Watco, a transportation service company founded in 1983 with nearly 5,000 employees worldwide in its operations in North America and Australia, including 266 in the Pittsburg area, where it is headquartered, will take over providing select rail services at two of Dow’s locations in Texas, along with two in Louisiana and two in Canada. Dow is North America’s largest olefins and polyethylene manufacturer, operating 109 manufacturing sites in 31 countries and employing approximately 36,500 people.
With so much disheartening economic news since the start of the coronavirus pandemic, both nationwide and locally, including last week’s announcement by NPC International that the company had filed for Chapter 11 bankruptcy, many area residents may be wondering about the financial health of larger companies that employ significant numbers of people locally.
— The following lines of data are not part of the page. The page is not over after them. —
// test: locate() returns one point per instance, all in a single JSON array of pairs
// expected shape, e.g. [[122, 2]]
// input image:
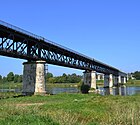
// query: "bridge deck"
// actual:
[[18, 43]]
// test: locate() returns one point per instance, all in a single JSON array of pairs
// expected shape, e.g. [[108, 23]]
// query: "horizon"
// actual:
[[111, 30]]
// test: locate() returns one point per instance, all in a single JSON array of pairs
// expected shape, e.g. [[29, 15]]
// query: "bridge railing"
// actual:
[[40, 38]]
Watco CEO Dan Smith said Monday, however, that the company has never been in a stronger financial position.
"I think these times have everybody wondering, you know, but I can just give you from our perspective, the Watco perspective, that we feel incredibly blessed and we’ve actually had record months — March, April, May and June — so it’s really been a phenomenal story for us," Smith said.
"We wouldn’t have been able to execute this transaction without, you know, that amazing understanding of just how strong our business is. So this is a very good sign for the economy, both locally and far away, and a sign that once we weather this storm, that things will continue to be bright for not only our industry but for most industries. You know, it’s been a remarkable few months with lots of adjustment and change in how we do things, but we’ve come through this process with a better understanding of just how strong the Watco team is."
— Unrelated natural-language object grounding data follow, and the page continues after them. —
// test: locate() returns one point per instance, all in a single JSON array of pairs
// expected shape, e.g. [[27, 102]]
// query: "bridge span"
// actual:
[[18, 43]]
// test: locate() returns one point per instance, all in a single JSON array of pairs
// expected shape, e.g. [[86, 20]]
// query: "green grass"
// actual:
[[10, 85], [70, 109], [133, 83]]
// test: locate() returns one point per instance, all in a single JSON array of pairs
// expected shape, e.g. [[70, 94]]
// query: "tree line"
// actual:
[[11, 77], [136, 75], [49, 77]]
The new acquisition of hundreds of millions of dollars worth of new assets in Freeport and Seadrift, Texas; St. Charles and Plaquemine, Louisiana; and Fort Saskatchewan and Prentiss in Alberta, Canada, will not have an impact on Watco’s commitment to keep the headquarters of its expanding operations in Pittsburg, Smith said.
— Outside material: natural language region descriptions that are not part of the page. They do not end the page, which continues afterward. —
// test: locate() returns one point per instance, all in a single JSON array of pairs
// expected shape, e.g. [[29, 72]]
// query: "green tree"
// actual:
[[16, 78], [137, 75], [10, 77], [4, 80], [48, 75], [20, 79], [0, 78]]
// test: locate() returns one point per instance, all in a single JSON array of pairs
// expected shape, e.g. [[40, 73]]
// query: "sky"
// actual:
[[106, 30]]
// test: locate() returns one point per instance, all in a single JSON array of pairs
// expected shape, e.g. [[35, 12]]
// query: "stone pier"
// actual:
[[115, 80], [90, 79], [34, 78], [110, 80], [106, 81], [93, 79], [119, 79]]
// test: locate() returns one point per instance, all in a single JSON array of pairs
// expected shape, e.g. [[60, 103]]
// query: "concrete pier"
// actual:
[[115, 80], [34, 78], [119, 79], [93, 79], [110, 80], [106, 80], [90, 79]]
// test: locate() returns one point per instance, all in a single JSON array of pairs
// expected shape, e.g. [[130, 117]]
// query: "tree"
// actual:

"We’re proud to be here. I raised my kids here," he said. "We only intend to grow here in Pittsburg. We’re fully invested in the community and the surrounding communities. And I have a fifth grader in Girard and an eleventh grader at Girard and I can assure you I have no intentions of them going to school anywhere else."
Watco will partner with the transportation infrastructure group that manages Oaktree Capital Management, L.P.’s infrastructure investing strategy and funds to execute the transaction. Oaktree has been a Watco investor since December 2018.
"We appreciate Dow's belief in Watco, and we look forward to this long-term partnership," Josh Connor, managing director and co-portfolio manager of Oaktree's infrastructure investing strategy, said in a release. "Oaktree is extremely proud to be a part of the Watco family."